Por Vanderlei Almeida 28 set 2011, 18h18

O ministro da Indústria uruguaio, Roberto Kreimerman, classificou de “muito bom” o acordo através do qual o Brasil se comprometeu a isentar o Uruguai do aumento de 30% nas tarifas de importação de veículos fixada há 15 dias e eliminar gradualmente outras barreiras não-tarifárias.

“Foi alcançado um acordo que é muito bom”, disse Kreimerman à AFP, destacando que é “o reconhecimento do Brasil ao isentar o Uruguai deste imposto, que coloca o país em igualdade de condições para poder continuar exportando” ao país.

O aumento do imposto será eliminado para o Uruguai “em 15 dias, aproximadamente”, acrescentou.

Segundo um acordo binacional anterior, as montadoras uruguaias podem exportar anualmente ao Brasil uma quota de 20 mil veículos, sempre que os produtos tenham 35% de componentes locais (peças produzidas no Uruguai ou no Mercosul).

Mas no dia 15 de setembro, o Brasil decidiu aumentar em 30% o imposto sobre os carros importados para proteger sua indústria dos veículos asiáticos, isentando aqueles que cumprem com requisitos como inovação tecnológica, 65% de conteúdo regional ou empresas importadoras com produção no Brasil.

As montadoras instaladas no Uruguai que vendem automóveis ao Brasil são Chery-Socma – que exporta os modelos Tiggo e Face-, Chongqing-Effa Motors – com os modelos Lifan-, e Nordex, associada a Kia Motors, Dongfeng Motor e Renault Trucks.

A maior parte da produção destas companhias está dirigida ao mercado brasileiro, que, com 25% das exportações totais uruguaias, é o principal sócio comercial do Uruguai.

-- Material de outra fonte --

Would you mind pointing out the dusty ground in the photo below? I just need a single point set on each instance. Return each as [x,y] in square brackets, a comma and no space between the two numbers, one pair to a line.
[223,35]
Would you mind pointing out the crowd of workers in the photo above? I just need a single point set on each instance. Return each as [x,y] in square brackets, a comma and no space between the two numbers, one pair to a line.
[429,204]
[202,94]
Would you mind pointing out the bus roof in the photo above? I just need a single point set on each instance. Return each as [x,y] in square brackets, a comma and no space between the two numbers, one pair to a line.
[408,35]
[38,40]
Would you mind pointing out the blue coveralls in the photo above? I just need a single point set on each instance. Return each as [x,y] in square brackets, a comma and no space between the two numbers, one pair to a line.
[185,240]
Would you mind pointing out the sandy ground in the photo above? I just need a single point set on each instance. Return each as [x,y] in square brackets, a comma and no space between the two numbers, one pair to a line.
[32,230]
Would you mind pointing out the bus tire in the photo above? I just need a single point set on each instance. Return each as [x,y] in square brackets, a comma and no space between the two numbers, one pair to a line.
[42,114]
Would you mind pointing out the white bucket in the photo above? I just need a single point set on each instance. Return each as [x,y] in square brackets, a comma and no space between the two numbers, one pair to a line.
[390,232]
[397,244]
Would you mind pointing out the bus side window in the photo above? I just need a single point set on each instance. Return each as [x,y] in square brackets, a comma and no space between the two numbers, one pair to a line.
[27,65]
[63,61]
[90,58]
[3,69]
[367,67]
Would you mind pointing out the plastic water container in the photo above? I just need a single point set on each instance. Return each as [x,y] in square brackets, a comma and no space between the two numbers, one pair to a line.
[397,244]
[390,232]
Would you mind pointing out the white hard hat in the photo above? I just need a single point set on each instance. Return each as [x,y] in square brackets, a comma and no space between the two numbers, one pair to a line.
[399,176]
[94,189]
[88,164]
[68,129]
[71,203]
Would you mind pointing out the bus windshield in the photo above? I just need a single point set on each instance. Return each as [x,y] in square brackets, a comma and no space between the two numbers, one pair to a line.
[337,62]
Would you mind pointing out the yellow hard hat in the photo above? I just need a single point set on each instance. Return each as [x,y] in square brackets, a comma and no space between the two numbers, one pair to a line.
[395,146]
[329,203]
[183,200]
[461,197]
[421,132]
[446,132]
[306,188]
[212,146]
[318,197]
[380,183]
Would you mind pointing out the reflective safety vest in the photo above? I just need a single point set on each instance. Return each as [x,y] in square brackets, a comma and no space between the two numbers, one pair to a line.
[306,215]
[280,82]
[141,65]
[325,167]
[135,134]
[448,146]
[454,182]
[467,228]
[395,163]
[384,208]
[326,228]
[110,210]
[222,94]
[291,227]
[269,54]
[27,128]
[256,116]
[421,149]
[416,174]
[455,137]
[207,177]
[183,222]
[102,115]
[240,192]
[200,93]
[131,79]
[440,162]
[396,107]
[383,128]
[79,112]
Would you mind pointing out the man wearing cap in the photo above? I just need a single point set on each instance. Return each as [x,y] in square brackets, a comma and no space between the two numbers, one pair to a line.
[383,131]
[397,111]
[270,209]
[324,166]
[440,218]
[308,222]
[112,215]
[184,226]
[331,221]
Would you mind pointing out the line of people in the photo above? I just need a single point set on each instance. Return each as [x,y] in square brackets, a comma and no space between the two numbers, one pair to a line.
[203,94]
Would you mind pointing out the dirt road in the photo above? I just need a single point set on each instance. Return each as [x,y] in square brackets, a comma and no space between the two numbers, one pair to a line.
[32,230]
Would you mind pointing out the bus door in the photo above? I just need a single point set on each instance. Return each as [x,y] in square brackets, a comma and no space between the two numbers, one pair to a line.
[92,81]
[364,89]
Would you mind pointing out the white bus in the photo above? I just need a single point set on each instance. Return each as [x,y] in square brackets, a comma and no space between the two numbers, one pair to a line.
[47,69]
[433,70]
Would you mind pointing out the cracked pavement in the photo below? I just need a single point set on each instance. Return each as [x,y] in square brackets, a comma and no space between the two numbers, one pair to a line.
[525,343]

Para Kreimerman, o ponto positivo do acordo é que “também foram aprofundadas as bases para um maior desenvolvimento produtivo e uma maior industrialização de ambos os países, (e) foi decidido incentivar mecanismos para que sejam realizados mais investimentos em autopeças a fim de alcançar um conteúdo regional maior”.

As partes também decidiram nos casos em que existem barreiras não-tarifárias, “trabalhar em uma diminuição progressiva das mesmas”, destacou.